Last year, I was very lucky to get the chance to travel and study in Japan. It has always been my dream to come to Japan since high school as I watched a lot of Japanese TV shows and wanted to experience the Japanese culture by myself. Now after almost one month of stay in Japan, I can say my Japanese improved a lot and I learnt more Japanese culture.
I came to Japan early before the start the program and went to Kyushu area for travelling. Even in winter, the mountains in Kyushu was so pretty. I still remember how nice the people I met there were. When I was trying to go to the mountain in Kirishima and was told there was no bus access, a taxi driver offered to drive me and my friend there. Not only did he charge us a little, he showed us multiple hidden spots on the mountain and tried to explain the history behind it.
As my cultural class in Amagasaki was about to start, I said goodbye to my boyfriend who was travelling with me and went to Amagasaki one day prior to the start day of the program.
This winter program consists of Japanese language study, school visits and home stay experience. I want to share with you my experience from each parts and what I learnt out of them.
Students From Brisbane and Fiji
Namba, Osaka – one of the most crowded shopping center in Japan
Japanese Language study
We are very lucky to have Fujiwara Sensei as our Japanese language teacher who is humorous and knowledgeable. Her style of teaching is very interactive and encouraging. In each of the class, we spent almost fifty percent of the time in speaking. As a result, at the end of the first week, we already known how to greet and order food in Japanese. Although the program has already ended now, I will continue learning Japanese. I hope next time when I come back to Japan, I will be able to communicate better with my Japanese friends.
Attending local students’ English class
This is another part of the program which I enjoyed a lot. We went to visited Amagasaki Junior High School for their English Festival. I was so touched by how much effort and time the students put in this festival. Both year 7 and year 8 students played skit, while year 9 students shared with us their experience in New Zealand as all of them just came back from a study trip there.
One thing I noticed from this English festival is that unlike individualism, Japanese education focuses a lot on teamwork and respect. There might be twenty students in one group and only ten characters available in a certain skit, but everyone gets the chance to go on stage and perform because one role can be played by three or four students.
Another unforgettable school visit happened in Ojiro Junior High School where we ate lunch with the students and had classes together with them. Unlike Amagasaki, Ojiro is a very small town located in the mountain with less population and colder weather.

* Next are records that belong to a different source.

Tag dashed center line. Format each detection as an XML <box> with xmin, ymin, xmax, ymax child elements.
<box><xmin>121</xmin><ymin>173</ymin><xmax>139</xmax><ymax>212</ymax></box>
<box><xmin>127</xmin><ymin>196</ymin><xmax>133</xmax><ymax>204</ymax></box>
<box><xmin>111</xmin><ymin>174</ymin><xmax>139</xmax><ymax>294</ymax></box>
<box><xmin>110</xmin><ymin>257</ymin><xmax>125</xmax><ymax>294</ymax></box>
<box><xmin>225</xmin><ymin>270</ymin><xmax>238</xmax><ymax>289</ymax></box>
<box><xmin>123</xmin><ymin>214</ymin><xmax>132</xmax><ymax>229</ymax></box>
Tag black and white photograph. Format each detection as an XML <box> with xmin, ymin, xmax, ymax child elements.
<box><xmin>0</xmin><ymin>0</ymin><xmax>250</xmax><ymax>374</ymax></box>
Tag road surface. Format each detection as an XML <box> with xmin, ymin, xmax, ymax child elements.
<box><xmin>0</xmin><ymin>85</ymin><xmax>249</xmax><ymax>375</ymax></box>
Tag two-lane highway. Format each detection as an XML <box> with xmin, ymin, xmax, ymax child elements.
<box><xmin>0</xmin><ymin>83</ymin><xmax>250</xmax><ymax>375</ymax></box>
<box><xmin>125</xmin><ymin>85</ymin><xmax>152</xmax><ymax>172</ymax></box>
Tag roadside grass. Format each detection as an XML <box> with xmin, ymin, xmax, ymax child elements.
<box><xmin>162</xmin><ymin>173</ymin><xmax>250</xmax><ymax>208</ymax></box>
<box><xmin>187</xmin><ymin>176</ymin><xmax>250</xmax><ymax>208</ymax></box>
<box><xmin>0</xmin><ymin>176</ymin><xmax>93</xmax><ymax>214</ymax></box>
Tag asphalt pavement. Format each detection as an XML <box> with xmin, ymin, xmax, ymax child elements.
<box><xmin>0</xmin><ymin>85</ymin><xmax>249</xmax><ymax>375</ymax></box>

We, as exchange students from overseas, got the chance to participate in their English and music class. The English teacher in the school told us that a lot of students there don’t have many opportunities to speak English, so they really appreciate our visiting. When the class started, each of us did a short presentation in front of the class introducing our own countries. All the students seem to be interested and took down some notes.
In the music class, the students performed a local song to us and we danced and sang What Makes You Beautiful together. It was such a wonderful time to bond together with nice music.
Visiting Amagasaki Junior High School and attending their English Festival
Home Stay in Ojiro
My first impression of Ojiro is the beautifulness and peace of this little town. I still remembered some of my friends from Australia and Fiji were so amazed by the snow on the top of the mountain because it was the first time for them to see snow.
When we arrived at the Ojiro, our host family have already been in the city hall waiting for us. All of us felt a bit nervous to be honest as most of us haven’t been living with others before. At the same time, we also wanted to know where are we going to live and know our host family better.
My host mom came to the first meeting that day as my host dad was at work. She made me completely feel at home and prepared everything for me. When host dad came home, we had a really long discussion about Japanese culture, Chinese culture and Australian culture. Both of them were really humble and asked me lots of questions. Thanks to the similarity in Kanji and Chinese character, when we didn’t understand each other by verbal communication, handwriting came into use.
At the end of the homestay, it was so hard to say goodbye to all the nice people that I have met in Ojiro. I will always remember how pretty the mountains there are, how nice the locals are and how much fun I had there!
Snow in the mountain in Ojiro
Homemade meal by my host mum
One month of stay in Japan is definitely an eye-opening experience for me and I really find going overseas can open your horizon a lot. So my dear reader, if you come across such kind of opportunities in the future, make sure to grab it and make the most out of it!